Летом 1874 года и меня занесло в долину Макарджера я пришел туда, следуя высохшему руслу ручья. В тот день я охотился на перепелов, и в моем ягдташе уже лежала добрая дюжина тушек. Тут-то я и увидел эту хижину, о которой, кстати, раньше слыхом не слыхивал. В первый раз я не удостоил ее пристальным вниманием, а снова занялся перепелами. День был на редкость удачный, я проохотился почти до самого заката и только тогда сообразил, что забрался очень далеко и до людского жилья мне засветло не добраться. Впрочем, дичи в моем ягдташе было вдоволь, а переночевать я мог в заброшенном домишке. Теплой ночью, если нет дождя, в горах Сьерра-Невады можно спать без одеяла, а за перину вполне сойдет сосновый лапник. Одиночество скорее привлекает меня, чем тяготит, да и летние ночи я люблю, так что решать мне долго не пришлось. Еще не стемнело, а у меня уже было готово в углу довольно мягкое ложе, а на костре поспевал перепел. От костра потягивало дымком, да и света мне вполне хватало. Этот скромный ужин дичь и немного вина, которым я весь день, за неимением воды, утолял свою жажду, доставил мне такое удовольствие, какое я редко испытывал, пользуясь благами комфорта и изысканной кухней.
И все-таки ощущалось там нечто странное. Я был доволен, спокоен и в то же время чего-то опасался то и дело без видимого повода посматривал то на дверной проем, то на оконный. И с каждым взглядом в ночную тьму во мне росла тревога, причину которой я плохо понимал. Фантазия населяла мир за стенами лачуги врагами, как вполне обычными, так и потусторонними. Из первых более всего стоило опасаться гризли мне говорили, будто они все еще попадаются в тех местах; из вторых же, пожалуй, призраков, хотя уж им-то здесь неоткуда было взяться. Но чувства наши, к сожалению, не всегда в ладу с холодным рассудком, потому я одинаково опасался и возможного, и невозможного.

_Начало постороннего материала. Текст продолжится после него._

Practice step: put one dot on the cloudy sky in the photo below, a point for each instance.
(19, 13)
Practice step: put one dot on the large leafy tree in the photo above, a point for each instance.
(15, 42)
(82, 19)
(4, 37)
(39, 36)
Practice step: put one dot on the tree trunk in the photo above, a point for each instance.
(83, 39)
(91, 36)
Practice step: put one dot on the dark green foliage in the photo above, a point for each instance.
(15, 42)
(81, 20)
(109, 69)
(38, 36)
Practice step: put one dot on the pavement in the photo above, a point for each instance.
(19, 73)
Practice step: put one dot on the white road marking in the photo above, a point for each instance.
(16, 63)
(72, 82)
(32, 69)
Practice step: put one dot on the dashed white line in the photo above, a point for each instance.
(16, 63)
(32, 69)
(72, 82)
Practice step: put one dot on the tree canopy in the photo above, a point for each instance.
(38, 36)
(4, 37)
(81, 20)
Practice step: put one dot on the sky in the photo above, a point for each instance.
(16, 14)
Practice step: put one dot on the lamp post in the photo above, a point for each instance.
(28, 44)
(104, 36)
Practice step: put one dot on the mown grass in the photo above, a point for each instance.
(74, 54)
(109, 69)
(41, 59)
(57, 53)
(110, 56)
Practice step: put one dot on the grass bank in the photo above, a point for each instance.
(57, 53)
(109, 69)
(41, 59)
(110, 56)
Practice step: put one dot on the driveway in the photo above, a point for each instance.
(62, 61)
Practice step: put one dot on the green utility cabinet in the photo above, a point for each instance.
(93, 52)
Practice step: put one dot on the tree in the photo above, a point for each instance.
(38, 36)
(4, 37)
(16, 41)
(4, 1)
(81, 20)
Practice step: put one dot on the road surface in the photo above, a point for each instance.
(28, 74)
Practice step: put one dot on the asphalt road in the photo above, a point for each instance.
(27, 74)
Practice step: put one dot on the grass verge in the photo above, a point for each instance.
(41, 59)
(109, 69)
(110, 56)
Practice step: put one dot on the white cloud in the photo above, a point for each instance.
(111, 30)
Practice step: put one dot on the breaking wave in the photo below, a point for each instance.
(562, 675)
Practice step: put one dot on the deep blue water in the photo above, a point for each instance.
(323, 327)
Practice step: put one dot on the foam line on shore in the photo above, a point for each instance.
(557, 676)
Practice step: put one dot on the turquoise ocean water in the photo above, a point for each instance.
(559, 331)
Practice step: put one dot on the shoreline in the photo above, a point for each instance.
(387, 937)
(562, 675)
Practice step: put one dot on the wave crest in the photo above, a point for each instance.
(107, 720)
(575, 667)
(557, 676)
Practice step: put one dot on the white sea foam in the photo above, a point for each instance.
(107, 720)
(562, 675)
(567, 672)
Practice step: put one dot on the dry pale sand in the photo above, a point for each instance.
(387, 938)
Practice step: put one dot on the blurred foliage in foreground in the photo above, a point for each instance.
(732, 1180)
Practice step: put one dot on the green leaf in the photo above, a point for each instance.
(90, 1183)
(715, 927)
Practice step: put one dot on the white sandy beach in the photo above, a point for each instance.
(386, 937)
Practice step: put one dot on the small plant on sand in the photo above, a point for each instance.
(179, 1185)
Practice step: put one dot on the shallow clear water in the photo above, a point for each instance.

Всякому, кто оказывался в похожих обстоятельствах, наверняка известно, что ночные страхи как рациональные, так и иррациональные куда сильнее одолевают в замкнутом пространстве, чем под открытым небом. Сам я в полной мере понял это, лежа на постели из лапника и глядя на угасающий костер. Как только в нем померк последний уголек, я схватил свое ружье и направил дуло в сторону дверного проема. Я взвел курок и затаил дыхание, все мое тело напряглось. Впрочем, скоро я устыдился своей паники и отложил ружье. Чего тут было бояться? Да и чего ради? Ведь ночь мне была «знакома много лучше, чем образ человечий».
Склонность к разного рода суевериям, свойственная всем людям, у меня, надо признаться, была развита особо, хотя одиночество, мрак и тишина скорее влекли и чаровали меня, чем пугали! Размышляя над тем, что могло так меня встревожить, я незаметно задремал. И мне приснился сон.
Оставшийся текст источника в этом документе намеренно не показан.